Psalm 2 talks about this unholy alliance between the political leaders of Communist nations and the political leaders of the capitalist world:

Why do the heathen rage, and the people imagine a vain thing?

The kings of the earth set themselves, and the rulers take counsel together, against the Lord, and against his anointed, saying,

Let us break their bands asunder, and cast away their cords from us.

He that sitteth in the heavens shall laugh: the Lord shall have them in derision.

Then shall he speak unto them in his wrath, and vex them in his sore displeasure.

Yet have I set my king upon my holy hill of Zion.

I will declare the decree: the Lord hath said unto me, Thou art my Son; this day have I begotten thee.
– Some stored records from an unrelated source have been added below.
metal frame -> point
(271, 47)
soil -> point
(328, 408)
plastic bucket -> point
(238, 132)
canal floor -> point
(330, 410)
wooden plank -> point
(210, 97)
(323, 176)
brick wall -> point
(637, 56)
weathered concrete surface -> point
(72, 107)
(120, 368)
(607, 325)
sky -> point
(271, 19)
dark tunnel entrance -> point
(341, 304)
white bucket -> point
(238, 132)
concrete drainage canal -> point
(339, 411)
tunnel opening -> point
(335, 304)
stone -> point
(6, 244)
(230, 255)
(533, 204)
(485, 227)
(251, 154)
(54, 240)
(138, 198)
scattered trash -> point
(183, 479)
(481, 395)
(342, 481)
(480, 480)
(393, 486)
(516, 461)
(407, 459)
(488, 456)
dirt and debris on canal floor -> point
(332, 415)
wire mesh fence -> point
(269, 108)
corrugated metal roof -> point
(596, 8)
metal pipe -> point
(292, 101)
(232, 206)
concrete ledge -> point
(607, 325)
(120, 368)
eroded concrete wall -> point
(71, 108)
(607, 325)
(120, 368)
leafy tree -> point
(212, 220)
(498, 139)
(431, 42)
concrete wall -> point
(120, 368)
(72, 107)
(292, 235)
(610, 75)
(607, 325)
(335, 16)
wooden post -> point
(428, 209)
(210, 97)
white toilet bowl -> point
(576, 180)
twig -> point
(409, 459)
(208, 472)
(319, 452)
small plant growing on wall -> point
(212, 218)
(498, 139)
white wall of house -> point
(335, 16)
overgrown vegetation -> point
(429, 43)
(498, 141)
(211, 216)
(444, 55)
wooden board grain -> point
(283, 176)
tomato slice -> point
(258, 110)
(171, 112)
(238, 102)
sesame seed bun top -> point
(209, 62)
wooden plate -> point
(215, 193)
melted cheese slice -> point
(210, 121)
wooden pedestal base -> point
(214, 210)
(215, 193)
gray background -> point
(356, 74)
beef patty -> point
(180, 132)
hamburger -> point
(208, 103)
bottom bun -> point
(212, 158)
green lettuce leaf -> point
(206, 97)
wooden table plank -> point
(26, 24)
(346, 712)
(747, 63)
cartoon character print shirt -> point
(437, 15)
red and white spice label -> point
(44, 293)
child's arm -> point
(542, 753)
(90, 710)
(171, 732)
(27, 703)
Ask of me, and I shall give thee the heathen for thine inheritance, and the uttermost parts of the earth for thy possession.

Thou shalt break them with a rod of iron; thou shalt dash them in pieces like a potter’s vessel.

10 Be wise now therefore, O ye kings: be instructed, ye judges of the earth.

11 Serve the Lord with fear, and rejoice with trembling.

12 Kiss the Son, lest he be angry, and ye perish from the way, when his wrath is kindled but a little. Blessed are all they that put their trust in him.

It was so way back then, but this chapter seems to foresee, foreshadow, the more organized secret alliances in the highest circles of political power  action today obsessed with more power.

To add to Solzhenitsyn’s examples of how the socialist regimes are all about exploiting the working class and the peasants, and not at all about helping them, of course their war against the workers and against unions, even the ones that their own ideologues have taken over, has continued, and that is exactly what it is, a war against the workers and against everybody else, with the goal of taking all power over all the subject populations.

In Venezuela, the biggest organization of workers’ unions joined the biggest capitalist association, Fedecamaras, to go on strike against the Chavez government and its taking on the role of dictatorship. Almost the entire work force went on strike. The Communist leaders’ war against workers in the real world had found a way adapted to the calls for “democracy”, and simply go hook and crook to win “elections” by fraud when they cannot win with majorities. But since when is a majority vote so sacred? There is no more wisdom in a majority vote than a minority vote!

Historians will probably put semantical sugar on the fact that Chavez-government agents and partisans showered cold-blooded murderous gunfire into the million-strong crowd of  absolutely peaceful marchers protesting Chavez dictates and power grabs. They were caught on video, and the Chavez-created courts watched those videos and cleared all charges against the murderous thugs who were so filmed, using the flimsy excuse that they could not match a shot on the film with any particular hit.

So having a minimum knowledge of real-world evidence is not required in a Chavez court, or more likely compliance with dictatorship priorities is required. We all know that in the United States, anybody caught on camera doing something like that would get plenty of jail time.

The kings of the earth have indeed set themselves, but The Lord Himself shall have them in derision.